[Lustre-devel] Thinking of Hacks around bug #12329

Wed May 13 11:06:57 PDT 2009

Okay so since bug #12329 isn't so much fixed yet and we've been trying
to do big I/O runs on our cluster but we keep bumping up to this
issue.

So I was thinking of some hacks to get around the issue with prep work
prior to obtaining the big cluster to do whatever we want.

Just a little background on what we've been doing. PNL (Pacific
Northwest National Labs) has a unique cluster in the amount of local
scratch disk we require on our compute nodes. Because of this fact we
can take the big machine occasionally to do large scale I/O tests with
Lustre. This helps us understand how Lustre scales for future use and
how we might have to change the way we deal with our production Lustre
systems when upgrading them. We have about 1Tb/s theoretical local
scratch bandwidth on all of our compute nodes, we've only gotten a
quarter of this in a lustre file system using half the system, as of
yet.

We've tried 4 times since to put that image on the entire cluster and
see how well things work not getting any numbers so far.

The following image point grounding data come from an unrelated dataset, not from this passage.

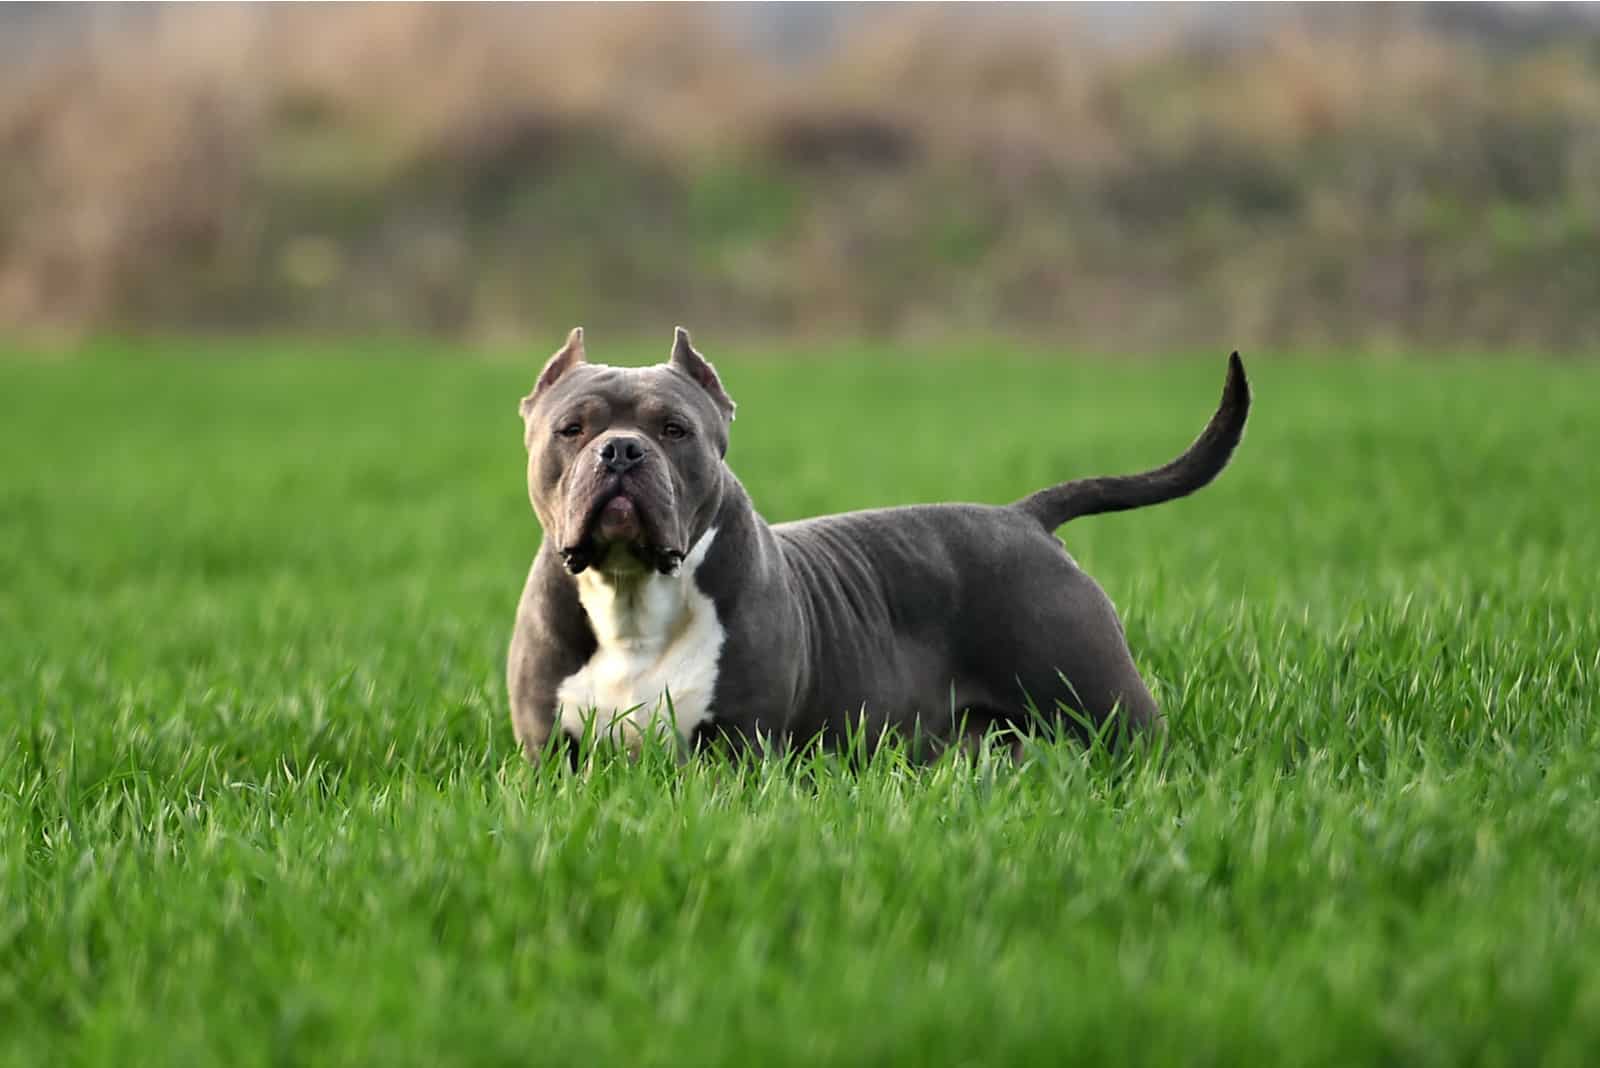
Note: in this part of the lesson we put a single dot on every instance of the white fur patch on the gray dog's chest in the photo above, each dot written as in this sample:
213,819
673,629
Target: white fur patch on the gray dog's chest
655,669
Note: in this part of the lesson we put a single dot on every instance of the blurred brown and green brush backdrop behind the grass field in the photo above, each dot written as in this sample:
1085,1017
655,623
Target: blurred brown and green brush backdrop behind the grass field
1102,177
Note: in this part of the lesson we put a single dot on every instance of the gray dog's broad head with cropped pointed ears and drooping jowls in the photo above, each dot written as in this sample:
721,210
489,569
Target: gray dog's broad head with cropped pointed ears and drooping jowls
625,464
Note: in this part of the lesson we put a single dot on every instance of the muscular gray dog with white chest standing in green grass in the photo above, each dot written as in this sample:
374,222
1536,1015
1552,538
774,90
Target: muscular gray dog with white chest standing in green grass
660,602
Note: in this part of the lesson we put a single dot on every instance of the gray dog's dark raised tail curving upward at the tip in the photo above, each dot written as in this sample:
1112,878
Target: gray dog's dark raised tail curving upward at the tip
1194,469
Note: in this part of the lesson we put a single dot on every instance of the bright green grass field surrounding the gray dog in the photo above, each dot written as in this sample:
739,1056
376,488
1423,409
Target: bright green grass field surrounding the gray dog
260,800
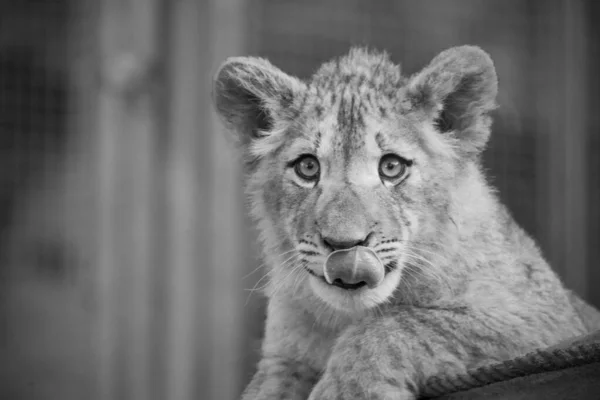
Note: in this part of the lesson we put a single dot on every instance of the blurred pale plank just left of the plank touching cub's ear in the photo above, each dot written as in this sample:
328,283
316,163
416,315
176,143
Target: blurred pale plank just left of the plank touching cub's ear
188,185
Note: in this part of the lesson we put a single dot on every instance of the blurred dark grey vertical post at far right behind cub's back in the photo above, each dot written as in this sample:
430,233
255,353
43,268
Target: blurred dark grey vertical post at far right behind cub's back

The file system created has the following characteristics

1) 700Tb when df -h returns
2) 4600 OSTs (well within the max of 8192)
3) 2300 OSSs

We could have an alternate configuration where we break the raid
arrays and go a bit wider, 18000 OSTs on 2300 OSSs. But this would
require modifications to lustre source code to make that happen.

The bug above really hits us hard on this system, even on lustre
1.8.0. It took 5 hours just to get 4096 OSTs mounted.

As this is going on everything is in a constant state of reconnect,
since the mgs/mdt is busy handling new incoming OSTs. I'm glad to say
that the reconnects keep up and everything goes through the recovery
as expected.  When we've paused the mount process, the cluster settles
back down and df -h returns about 5 minutes afterwards, which is very
acceptable. However, there's a linear increase in the amount of
reconnects and traffic associated with those reconnects as the number
of OSTs increase during the mounting. This causes an increase in time
for the next OSTs that has to mount. Keep in mind that this is on a
brand new file system, not upgrading, not currently running. I would
expect this behavior wouldn't happen (or would be slightly different)
if the file system was already created.

Which leads me into the hack to get around the bug. I'm just wondering
thoughts or ideas as to what to watch for (or if it would even work).

Precreate mdt/mgs and ost images in a small form factor prior to
production cluster time.

1) pick a system and put lustre on it.
2) setup an mdt/mgs combo and mount it
3) create an ost and mount it
4) umount it save the image (should only be 10M or so not sure what
the smallest size would be).
5) deactivate the new ost
6) go to step 3 with the same disk you used before

You'd end up with pre-created images of a lustre file system prior to
deployment that you could dd onto all the drives in parallel quite
fast.

You could then run resize2fs on the file systems to fill up the OST to
the appropriate size for that device (not sure how long this would
take).

Then you would run tunefs.lustre to change where the mgsnode and
fsname is for that file system.

Then all you'd have to do is mount and the bug may be averted, right?

Just wondering if anyone has any thoughts or ideas on how to get
around this issue.

Thanks,
- David Brown